Through large-scale data collection and widespread adoption of molecular profiling techniques, over one billion genetic variations have been identified across all genomes that have been sequenced. Although this information has significantly improved the understanding of biology, the functional context at the protein level has not been established for the vast majority of this genomics information. In other words, researchers have not been able to connect phenotypic information with the relevant genotypic information. We believe that if we enable researchers to generate large bodies of proteomic data that can be coupled with large bodies of genomic data, they will be better positioned to understand the relationship between variation and function and its impact on biology.
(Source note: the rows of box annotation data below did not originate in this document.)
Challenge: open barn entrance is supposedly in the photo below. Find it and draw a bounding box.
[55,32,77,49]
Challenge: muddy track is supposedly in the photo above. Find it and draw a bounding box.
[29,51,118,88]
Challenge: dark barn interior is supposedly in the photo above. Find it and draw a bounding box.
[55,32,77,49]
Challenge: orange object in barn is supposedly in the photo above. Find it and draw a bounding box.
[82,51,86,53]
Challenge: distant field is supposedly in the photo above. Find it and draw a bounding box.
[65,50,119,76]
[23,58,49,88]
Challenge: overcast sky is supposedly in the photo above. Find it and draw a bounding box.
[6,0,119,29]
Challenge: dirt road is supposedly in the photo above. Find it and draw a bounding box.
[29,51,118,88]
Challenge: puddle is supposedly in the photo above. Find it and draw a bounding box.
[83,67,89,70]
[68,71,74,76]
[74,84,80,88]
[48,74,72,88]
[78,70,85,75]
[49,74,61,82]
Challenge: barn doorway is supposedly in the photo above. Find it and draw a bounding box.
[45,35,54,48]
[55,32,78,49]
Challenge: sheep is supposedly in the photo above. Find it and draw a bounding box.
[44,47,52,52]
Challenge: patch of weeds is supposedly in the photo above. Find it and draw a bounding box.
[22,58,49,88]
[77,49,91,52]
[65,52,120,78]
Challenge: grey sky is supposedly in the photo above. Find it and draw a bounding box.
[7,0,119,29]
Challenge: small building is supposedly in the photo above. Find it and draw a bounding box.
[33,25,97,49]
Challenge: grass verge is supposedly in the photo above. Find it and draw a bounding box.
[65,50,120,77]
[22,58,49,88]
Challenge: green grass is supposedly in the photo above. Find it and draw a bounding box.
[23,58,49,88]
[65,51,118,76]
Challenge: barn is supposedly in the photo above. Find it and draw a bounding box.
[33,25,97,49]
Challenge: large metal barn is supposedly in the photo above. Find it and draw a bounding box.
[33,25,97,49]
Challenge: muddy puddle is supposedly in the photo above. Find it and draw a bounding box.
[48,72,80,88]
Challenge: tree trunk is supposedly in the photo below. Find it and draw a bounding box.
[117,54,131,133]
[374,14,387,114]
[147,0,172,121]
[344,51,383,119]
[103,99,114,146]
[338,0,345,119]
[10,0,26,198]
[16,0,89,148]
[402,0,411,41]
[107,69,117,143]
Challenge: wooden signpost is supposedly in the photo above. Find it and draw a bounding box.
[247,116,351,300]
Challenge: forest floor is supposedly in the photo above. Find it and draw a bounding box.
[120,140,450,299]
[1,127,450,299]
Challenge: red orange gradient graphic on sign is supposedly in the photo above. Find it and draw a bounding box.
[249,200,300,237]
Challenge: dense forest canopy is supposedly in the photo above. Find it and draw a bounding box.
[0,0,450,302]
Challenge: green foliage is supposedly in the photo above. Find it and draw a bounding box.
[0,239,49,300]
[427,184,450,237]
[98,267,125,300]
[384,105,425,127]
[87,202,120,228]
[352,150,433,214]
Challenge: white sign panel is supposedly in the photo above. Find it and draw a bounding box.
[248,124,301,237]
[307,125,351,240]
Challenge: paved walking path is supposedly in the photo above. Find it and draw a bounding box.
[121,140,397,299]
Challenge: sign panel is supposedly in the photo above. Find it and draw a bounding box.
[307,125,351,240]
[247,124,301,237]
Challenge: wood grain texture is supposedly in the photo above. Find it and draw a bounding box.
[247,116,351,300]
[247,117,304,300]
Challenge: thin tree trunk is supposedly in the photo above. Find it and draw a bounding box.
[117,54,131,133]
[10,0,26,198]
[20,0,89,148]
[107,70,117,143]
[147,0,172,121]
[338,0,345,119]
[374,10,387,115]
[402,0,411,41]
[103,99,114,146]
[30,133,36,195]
Challenges of Accessing the Proteome
The human proteome is more dynamic, diverse and complex in structure, composition and number of variants than either the genome or transcriptome. Starting from the genome, multiple biological steps take place to arrive at the proteome, each step creates increased complexity and diversity. The human genome has approximately 20,000 genes, which are estimated to give rise to more than 200,000 transcripts, which then give rise to 1,000,000 or more protein variants. As shown in Figure 2, this is in part because a single gene produces distinct ribonucleic acid (RNA) isoforms through the process of transcription and a myriad of structurally distinct proteins through the process of translation. Biological processes can further chemically modify these proteins in unique ways, resulting in a large number of protein variants through post-translational modifications. Overall, these processes result in many levels of protein diversity, from amino acid sequence and structural variations, to post-translational modifications (PTMs), to functional changes due to interactions between the proteins themselves, known as protein-protein interactions
(PPIs). We believe the fundamental challenge with existing proteomics methods is their inability to measure the breadth and depth of the proteome’s complexity, rapidly and at scale.